べつに原始人は飢えていたとか、そういうことではない。



生きてあることをきれいさっぱり忘れてゆく行事として祭りが生まれてきた。
心が旅立ってゆくこと。
そういう生態を持った原初の人類の集団は、とうぜん猿の群れのような安定した秩序を持って機能していたはずがない。
集団から飛び出してゆくものはいくらでもいたし、集団自身もかんたんにテリトリーを放棄してほかの土地に移住してゆくということをしていた。
まあ猿よりも弱い猿だったから、チンパンジーなどのほかのライバルの猿に追い払われることも多かった。
原初の人類の集団は、とてももろくていい加減な集団だった。彼らは、集団の秩序を維持しようとする意欲は希薄で、集団の秩序を忘れたがり、集団の秩序から逃れたがっていた。
チンパンジーの群れにもメスがほかの群れに駆け込むことはあるが、人類の集団はもっと頻繁に女を交換していた。
女でなくても、もともとの群れの秩序を維持しようとする意欲が希薄な集団だから、じゃまな個体を追い出そうとすることもしなければ、よその集団からやってくる個体もあたりまえのように受け入れていった。
つまり、原始人の集団は、離合集散を繰り返す無秩序なお祭り集団だったのだ。猿の社会のような秩序はなかった。
無秩序な集団だったから、結果的に地球の隅々まで拡散してゆくことが起きた。
人類が集団の秩序のこだわるようになってきたのは、氷河期が明けて、共同体(国家)が生まれ、農業が発達してきてからのことだ。それでももともと無秩序な集団を生きる歴史を七百万年も続けてきた生き物だから、とうぜんそれだけではすまない。さまざまなかたちで祭りをシステムの中に取り込んでいった。
昔は政治のことを「まつりごと」といったくらいで、祭りをプロデュースすることが政治の仕事だった。
実際の事務的なことは、そのつど人々が寄り集まった現場で語り合っていた。
最初は決まり事などとくになかったはずである。なくても、なんとなくわかり合って動いてゆくのが人間の集団である。
初期の共同体は、お祭り集団の性格が濃かった。
人間の集団の根源的なかたちは、無秩序なお祭り集団にある。
人々がどこからともなく集まってきて、わあっと盛り上がってゆくのが祭りである。
人間は、集団から離れて集団の中に潜り込んでゆく。
祭りは、集団の秩序の鬱陶しさからの解放であると同時に、集団を成り立たせている根源的な性格でもある。

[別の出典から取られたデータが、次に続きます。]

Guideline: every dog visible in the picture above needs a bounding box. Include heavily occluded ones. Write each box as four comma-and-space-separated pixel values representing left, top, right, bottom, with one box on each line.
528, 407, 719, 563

原始人の集団は、無秩序なお祭り集団であったために、つねに離合集散を繰り返していた。
人間が集団の秩序の維持に目覚めたのは、6、7千年前の共同体(国家)の発生以降のことである。
日本列島においては、1500年前の大和朝廷成立以後のことだ。
秩序の維持を求めることが人間の本性であるはずがない。そんなものを振り捨てて猿から分かたれたのだ。
人間は、お祭りをしていないと生きられない。
それは、ただ陽気だからというのではない。根源において身体の「無力性」と「受苦性」を負って、身体=生きてあることを忘れようとしている存在だからだ。
そこで、原始人は霊魂や神という概念を持っていたかという問題になるのだが。
身体=生きてあることを忘れてしまえば、身体=生きてあることをつかさどる霊魂の存在など思い浮かびようもない。
無秩序な集団世界を生きていたのなら、この世界の秩序をつかさどる神など思い浮かびようもない。
したがって原始人は、この世界やこの生をつかさどる存在としての神や霊魂という概念を持っていなかった。それは、論理的にあり得ない。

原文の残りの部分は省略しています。